An angry expression flickered on her face and was replaced by a look of wonder. “Imagine him just confessing like that.”

“As a Catholic he’s used to confessing.”

“I suppose. I’m not a Catholic.”

“The Youngers weren’t Catholic?”

“Way back when, they were. My father had been baptized, but I guess it didn’t take.”

“Would you have had your children baptized?”

She looked at him. “We never had any.” And then suddenly she was crying. “I wanted kids. I wanted to quit work and settle down to being a housewife and mother. Women who haven’t worked or have cushy jobs say they don’t want that, but I don’t believe them. All my friends want a husband who earns the money while they raise the kids and take care of the house. I love to cook.” She sobbed as if some impossibly attractive dream had receded beyond her grasp. “He didn’t want kids.”

“Orion?”

“That’s what he said anyway.”

“And now Laverne Ranke is pregnant.”

“Who told you that?”

“She hasn’t kept it a secret.”

“But she isn’t even showing.”

“She blurted it out not long ago, when she escaped back into the library.”

“That’s her all over. What a terrible woman.”

“You might have harmed the child. Orion’s child.”

She looked at him blankly.

“Excuse me for a moment.” Roger levered himself to his feet and went to where she had hung his jacket. He took the tomahawk from the pocket and brought it back into the living room. “I found this.”

She didn’t quite recoil at the sight of the tomahawk, but she pressed back into her chair.

“It was covered with snow. If I hadn’t found it, someone else would have.”

“I don’t know what you’re talking about.”

“You can’t just hold it in, Marcia. Eventually, you’ll go crazy thinking about it, or explode.”

“You think I attacked Laverne?”

“How bitter it must have been to know Orion had gotten her with child when he refused to have children with his own wife.”

“Oh, she seduced him. After all, he was only a man. Even a woman without looks can be attractive in certain situations.”

“Did Orion tell you Laverne was pregnant?”

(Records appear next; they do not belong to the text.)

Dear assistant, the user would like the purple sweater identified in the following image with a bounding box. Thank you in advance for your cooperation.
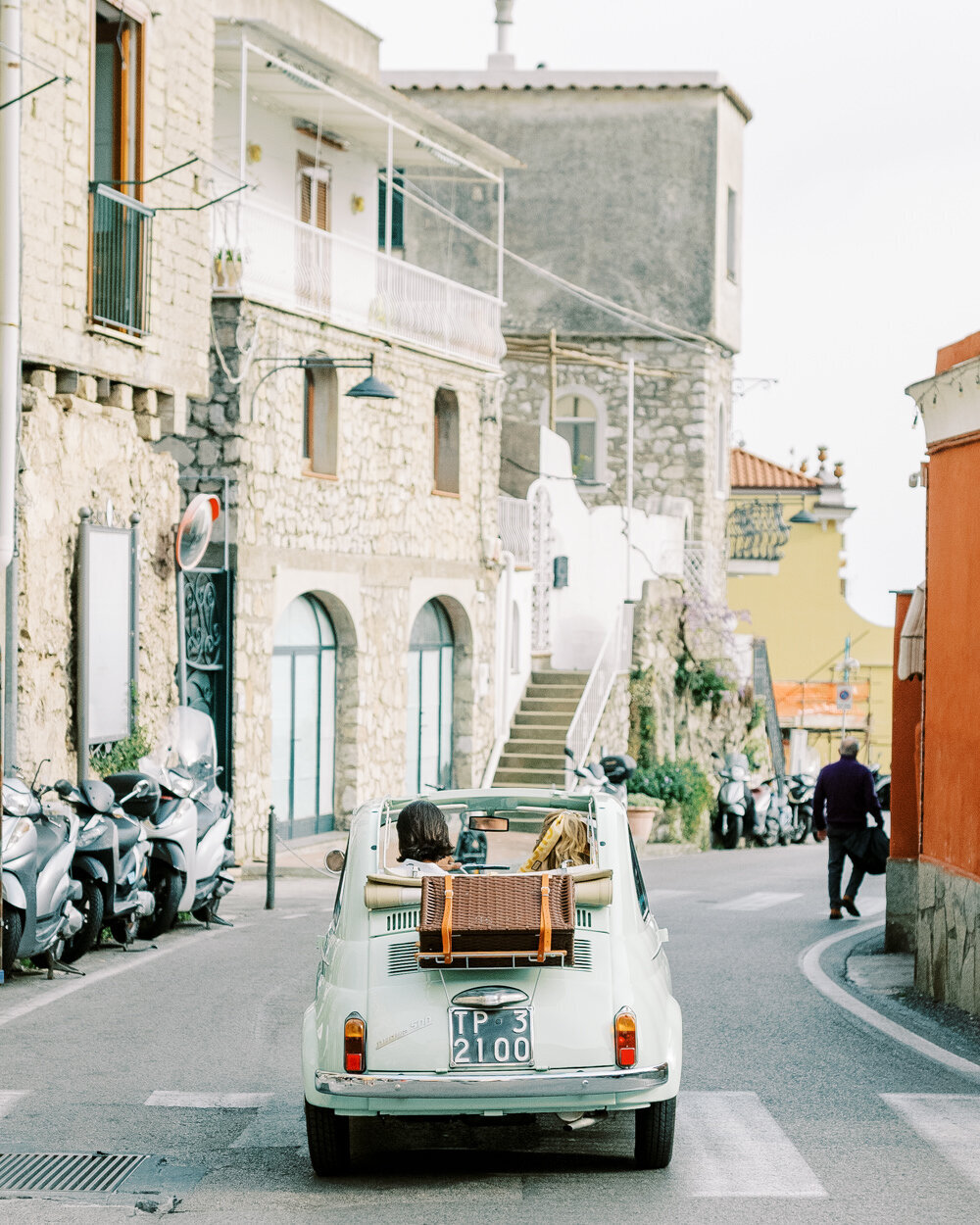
[813,758,882,834]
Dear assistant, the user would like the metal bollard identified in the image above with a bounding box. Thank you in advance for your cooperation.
[266,804,275,910]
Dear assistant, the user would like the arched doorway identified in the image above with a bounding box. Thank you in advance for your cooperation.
[406,601,454,793]
[272,596,337,838]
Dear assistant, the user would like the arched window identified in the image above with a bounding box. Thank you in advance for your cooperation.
[272,596,337,838]
[555,396,602,480]
[714,403,731,498]
[435,387,460,494]
[303,367,341,476]
[406,601,454,793]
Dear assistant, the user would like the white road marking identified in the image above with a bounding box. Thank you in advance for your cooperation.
[798,920,980,1081]
[0,922,249,1029]
[714,893,803,910]
[0,1089,27,1118]
[674,1093,827,1200]
[881,1093,980,1187]
[143,1089,272,1110]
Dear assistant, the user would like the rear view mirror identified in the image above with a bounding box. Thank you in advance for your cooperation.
[469,817,511,834]
[323,847,347,876]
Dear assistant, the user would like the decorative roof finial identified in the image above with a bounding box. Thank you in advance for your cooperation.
[486,0,514,73]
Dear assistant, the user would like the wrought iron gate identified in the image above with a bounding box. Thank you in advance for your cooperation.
[177,568,234,795]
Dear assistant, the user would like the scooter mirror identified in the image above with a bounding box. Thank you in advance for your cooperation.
[323,847,347,876]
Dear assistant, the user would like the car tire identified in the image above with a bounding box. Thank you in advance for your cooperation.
[140,868,184,940]
[3,906,24,978]
[719,817,743,851]
[304,1101,355,1179]
[62,881,106,965]
[633,1098,677,1170]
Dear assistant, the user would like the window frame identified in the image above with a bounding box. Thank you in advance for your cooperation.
[432,387,462,498]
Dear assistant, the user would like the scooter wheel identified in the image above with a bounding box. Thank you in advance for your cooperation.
[62,881,106,965]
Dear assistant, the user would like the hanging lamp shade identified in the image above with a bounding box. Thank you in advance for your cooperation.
[347,375,398,400]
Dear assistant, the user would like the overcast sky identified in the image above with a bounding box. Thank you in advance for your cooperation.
[332,0,980,621]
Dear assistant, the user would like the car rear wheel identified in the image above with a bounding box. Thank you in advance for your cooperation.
[633,1098,677,1170]
[304,1101,355,1179]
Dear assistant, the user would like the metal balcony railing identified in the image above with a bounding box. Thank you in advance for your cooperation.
[214,201,506,367]
[725,501,789,562]
[498,494,530,567]
[89,182,153,336]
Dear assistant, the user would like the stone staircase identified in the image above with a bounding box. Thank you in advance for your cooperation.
[494,671,589,787]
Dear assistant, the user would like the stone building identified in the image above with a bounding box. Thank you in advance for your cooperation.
[162,0,514,849]
[10,0,214,778]
[383,4,751,603]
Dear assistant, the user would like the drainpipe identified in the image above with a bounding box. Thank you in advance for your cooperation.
[0,0,21,572]
[480,549,514,787]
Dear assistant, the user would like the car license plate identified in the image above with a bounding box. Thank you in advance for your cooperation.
[450,1008,532,1068]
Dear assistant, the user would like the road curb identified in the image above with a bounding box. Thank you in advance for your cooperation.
[797,919,980,1084]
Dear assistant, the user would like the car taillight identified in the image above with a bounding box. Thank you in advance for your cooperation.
[612,1008,636,1068]
[344,1012,368,1072]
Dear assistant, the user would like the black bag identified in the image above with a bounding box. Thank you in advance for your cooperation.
[844,826,891,876]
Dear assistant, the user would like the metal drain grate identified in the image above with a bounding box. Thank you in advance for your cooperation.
[0,1152,146,1191]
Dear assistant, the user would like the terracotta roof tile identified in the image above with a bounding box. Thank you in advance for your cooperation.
[731,447,821,489]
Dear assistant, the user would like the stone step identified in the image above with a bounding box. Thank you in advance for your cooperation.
[499,753,567,772]
[494,765,564,787]
[511,723,568,744]
[530,671,589,689]
[514,709,574,735]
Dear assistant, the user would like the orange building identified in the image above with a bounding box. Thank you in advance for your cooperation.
[890,332,980,1013]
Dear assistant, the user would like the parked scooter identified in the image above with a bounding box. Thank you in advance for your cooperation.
[564,745,636,808]
[54,778,153,963]
[711,754,756,851]
[788,774,817,843]
[133,706,235,937]
[3,762,82,974]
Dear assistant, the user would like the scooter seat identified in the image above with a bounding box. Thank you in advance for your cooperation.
[116,817,140,856]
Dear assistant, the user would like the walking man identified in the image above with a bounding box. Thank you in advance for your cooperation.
[813,736,885,919]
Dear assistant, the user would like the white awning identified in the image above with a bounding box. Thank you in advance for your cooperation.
[898,582,926,681]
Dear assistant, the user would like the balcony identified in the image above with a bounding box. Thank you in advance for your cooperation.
[212,201,506,368]
[89,182,153,336]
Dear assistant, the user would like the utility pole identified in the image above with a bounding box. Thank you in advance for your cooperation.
[0,0,21,983]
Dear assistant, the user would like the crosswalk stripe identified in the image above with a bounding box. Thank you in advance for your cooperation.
[714,893,803,910]
[143,1089,272,1110]
[0,1089,27,1118]
[674,1093,827,1200]
[881,1093,980,1187]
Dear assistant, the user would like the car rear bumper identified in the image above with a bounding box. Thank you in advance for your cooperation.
[315,1063,670,1102]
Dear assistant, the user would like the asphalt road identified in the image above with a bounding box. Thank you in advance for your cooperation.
[0,844,980,1225]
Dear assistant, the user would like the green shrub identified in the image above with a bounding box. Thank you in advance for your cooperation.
[630,759,713,842]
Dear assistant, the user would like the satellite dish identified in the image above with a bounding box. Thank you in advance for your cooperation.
[176,494,221,569]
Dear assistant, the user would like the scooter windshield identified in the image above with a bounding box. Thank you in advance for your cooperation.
[140,706,219,790]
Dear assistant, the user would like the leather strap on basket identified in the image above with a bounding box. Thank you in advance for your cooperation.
[442,873,452,965]
[538,872,552,961]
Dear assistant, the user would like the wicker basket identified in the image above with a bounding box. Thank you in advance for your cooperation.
[419,872,574,969]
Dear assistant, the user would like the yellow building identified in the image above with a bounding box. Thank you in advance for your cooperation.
[728,449,895,770]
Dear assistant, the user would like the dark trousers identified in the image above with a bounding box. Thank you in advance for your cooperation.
[827,834,865,910]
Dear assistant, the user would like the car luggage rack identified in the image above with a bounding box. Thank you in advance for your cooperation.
[416,949,566,970]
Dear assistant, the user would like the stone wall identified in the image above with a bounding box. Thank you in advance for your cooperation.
[162,300,500,851]
[911,858,980,1015]
[21,0,215,412]
[16,370,179,782]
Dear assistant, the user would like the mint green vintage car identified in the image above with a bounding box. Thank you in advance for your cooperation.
[303,789,681,1176]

“Yes! The bastard. All that about waiting, we couldn’t afford a family, not yet. There would be plenty of time later.” She pounded her hand on the arm of her chair. “And then he stood right there, puffing up his chest like the cock of the walk, saying there was something I should know. Maybe he thought he was sterile or something. He was so
proud
. Did he expect me to congratulate him?”

“You were angry.”

“Angry. I could have killed him.”

“And you did.”

She just let it go. She was still remembering her triumphant husband telling her another woman was carrying his child.

“When did he tell you?”

“That night. Before the others got here.”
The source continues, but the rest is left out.